‘China, China, China’: Trump’s new Pentagon chief Patrick Shanahan sets US defence priorities
- Patrick Shanahan tells Pentagon staff to focus on the US National Defence Strategy that highlights the ‘Great Power competition’ with Russia and China
- The strategy views China as ‘a strategic competitor’ seeking Indo-Pacific regional hegemony and to displace the US in global pre-eminence

Patrick Shanahan, the acting US defence secretary, singled out China as a key priority in a “great power competition” on his first full day in his new role at the Pentagon on Wednesday, continuing a course set by his predecessor.
Shanahan, who replaced James Mattis on Tuesday, told Pentagon staff members to focus on the National Defence Strategy, a broad review that highlights a new era of “Great Power competition” with Russia and China.

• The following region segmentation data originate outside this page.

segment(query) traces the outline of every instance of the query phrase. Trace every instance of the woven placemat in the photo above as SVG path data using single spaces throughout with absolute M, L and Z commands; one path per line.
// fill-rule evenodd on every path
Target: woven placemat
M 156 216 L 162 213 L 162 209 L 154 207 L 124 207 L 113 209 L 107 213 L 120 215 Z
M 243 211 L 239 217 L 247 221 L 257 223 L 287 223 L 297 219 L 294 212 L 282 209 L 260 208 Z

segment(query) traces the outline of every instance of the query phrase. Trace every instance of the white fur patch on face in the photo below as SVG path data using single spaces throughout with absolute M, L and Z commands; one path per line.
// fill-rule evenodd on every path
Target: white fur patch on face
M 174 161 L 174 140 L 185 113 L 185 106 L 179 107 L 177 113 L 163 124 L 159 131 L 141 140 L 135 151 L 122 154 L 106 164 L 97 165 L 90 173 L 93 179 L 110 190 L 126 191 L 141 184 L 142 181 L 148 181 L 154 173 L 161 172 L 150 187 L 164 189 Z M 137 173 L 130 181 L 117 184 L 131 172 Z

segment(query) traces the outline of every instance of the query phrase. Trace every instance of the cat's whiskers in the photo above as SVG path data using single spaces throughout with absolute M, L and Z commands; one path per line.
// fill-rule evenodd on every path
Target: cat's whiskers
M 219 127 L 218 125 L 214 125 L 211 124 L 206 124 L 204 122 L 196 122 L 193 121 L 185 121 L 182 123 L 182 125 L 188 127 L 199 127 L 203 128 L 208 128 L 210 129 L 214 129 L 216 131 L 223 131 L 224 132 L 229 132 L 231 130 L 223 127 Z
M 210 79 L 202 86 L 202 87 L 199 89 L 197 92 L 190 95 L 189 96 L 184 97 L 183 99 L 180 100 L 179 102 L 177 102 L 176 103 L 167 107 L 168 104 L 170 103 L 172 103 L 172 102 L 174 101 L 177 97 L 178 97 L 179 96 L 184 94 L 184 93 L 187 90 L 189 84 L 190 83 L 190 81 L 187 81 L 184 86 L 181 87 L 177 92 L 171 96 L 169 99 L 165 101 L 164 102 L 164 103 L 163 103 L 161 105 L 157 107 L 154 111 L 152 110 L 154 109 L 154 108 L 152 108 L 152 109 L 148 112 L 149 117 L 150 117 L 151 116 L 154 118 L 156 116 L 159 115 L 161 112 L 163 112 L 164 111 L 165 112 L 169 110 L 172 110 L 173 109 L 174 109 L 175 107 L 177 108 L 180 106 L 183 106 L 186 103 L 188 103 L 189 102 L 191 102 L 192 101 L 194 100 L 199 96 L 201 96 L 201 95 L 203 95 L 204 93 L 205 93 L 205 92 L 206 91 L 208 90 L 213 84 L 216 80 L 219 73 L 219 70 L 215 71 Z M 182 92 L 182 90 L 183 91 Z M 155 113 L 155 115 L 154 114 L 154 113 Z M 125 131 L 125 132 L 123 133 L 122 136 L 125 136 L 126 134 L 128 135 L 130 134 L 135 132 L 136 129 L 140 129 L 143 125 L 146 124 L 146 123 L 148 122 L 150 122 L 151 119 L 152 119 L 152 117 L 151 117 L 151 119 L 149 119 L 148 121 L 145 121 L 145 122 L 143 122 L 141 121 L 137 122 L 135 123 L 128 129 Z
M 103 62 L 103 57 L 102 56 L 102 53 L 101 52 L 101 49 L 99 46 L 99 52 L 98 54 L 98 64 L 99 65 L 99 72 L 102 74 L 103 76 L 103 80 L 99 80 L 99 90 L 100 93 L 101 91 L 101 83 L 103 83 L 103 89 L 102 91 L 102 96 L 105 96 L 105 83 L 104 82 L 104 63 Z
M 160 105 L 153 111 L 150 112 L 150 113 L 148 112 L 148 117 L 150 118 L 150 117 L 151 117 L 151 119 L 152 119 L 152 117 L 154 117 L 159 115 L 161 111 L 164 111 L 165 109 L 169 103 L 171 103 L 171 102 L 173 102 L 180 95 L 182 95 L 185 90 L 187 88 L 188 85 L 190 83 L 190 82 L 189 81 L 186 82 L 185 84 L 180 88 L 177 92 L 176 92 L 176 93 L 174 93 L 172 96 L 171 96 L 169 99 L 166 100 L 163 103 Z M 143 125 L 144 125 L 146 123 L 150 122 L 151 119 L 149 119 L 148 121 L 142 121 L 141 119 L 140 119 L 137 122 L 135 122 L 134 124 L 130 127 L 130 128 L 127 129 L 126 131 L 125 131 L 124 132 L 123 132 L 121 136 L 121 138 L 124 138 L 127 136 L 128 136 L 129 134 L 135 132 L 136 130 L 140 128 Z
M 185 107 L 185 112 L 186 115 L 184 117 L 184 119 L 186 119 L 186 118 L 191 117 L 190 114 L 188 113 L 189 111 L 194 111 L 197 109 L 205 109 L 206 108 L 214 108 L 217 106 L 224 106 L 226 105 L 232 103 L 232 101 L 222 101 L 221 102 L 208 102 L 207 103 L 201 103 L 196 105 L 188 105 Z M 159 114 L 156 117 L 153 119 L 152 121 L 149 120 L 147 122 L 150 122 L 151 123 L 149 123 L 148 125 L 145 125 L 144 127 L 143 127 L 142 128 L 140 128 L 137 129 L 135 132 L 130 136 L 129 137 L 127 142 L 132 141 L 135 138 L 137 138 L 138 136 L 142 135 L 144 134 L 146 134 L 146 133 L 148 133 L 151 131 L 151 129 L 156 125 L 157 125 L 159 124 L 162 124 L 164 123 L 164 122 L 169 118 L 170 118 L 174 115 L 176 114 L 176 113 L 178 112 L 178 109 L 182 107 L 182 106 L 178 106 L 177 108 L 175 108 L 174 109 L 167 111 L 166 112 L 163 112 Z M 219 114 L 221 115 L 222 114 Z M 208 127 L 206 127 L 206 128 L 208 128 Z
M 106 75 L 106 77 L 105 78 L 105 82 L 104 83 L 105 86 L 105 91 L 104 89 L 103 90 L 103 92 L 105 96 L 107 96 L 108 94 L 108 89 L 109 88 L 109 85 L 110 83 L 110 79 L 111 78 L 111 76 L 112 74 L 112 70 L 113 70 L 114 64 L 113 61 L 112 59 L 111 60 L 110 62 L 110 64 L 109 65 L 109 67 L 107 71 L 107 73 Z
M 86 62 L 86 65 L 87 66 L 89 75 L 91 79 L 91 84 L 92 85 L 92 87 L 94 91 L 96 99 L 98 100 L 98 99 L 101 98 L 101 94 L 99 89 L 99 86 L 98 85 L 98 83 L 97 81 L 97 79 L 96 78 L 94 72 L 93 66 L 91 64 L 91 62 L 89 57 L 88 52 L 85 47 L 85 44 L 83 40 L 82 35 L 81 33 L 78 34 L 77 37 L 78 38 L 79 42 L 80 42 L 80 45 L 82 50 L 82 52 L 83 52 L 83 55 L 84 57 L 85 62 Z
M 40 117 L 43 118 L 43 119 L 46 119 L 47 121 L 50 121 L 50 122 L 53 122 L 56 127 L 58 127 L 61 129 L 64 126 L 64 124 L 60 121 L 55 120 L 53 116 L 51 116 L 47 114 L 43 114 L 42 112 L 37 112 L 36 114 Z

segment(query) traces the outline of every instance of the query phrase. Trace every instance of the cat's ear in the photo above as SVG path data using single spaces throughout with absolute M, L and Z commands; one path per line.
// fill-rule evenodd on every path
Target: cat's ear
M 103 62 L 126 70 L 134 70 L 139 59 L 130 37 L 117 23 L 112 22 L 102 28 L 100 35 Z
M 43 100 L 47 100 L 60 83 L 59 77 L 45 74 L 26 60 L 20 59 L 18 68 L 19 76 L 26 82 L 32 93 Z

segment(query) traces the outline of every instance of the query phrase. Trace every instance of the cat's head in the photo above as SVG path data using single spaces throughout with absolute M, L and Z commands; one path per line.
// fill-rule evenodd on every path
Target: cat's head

“While we are focused on ongoing operations, Acting Secretary Shanahan told the team to remember China, China, China,” an anonymous defence official was quoted as saying.
The US accuses Beijing of a continuing pattern of military and economic espionage and has criticised China's ambitious “Belt and Road” trade and infrastructure initiative as being a form of economic coercion.
“In 2019, the National Defence Strategy remains our guide. America's military strength remains our focus,” Shanahan said in a New Year's message on Twitter.
The national defence strategy, released by Mattis in January last year, describes China as “a strategic competitor” that “will continue to pursue a military modernisation program that seeks Indo-Pacific regional hegemony in the near term and displacement of the United States to achieve global pre-eminence in the future”.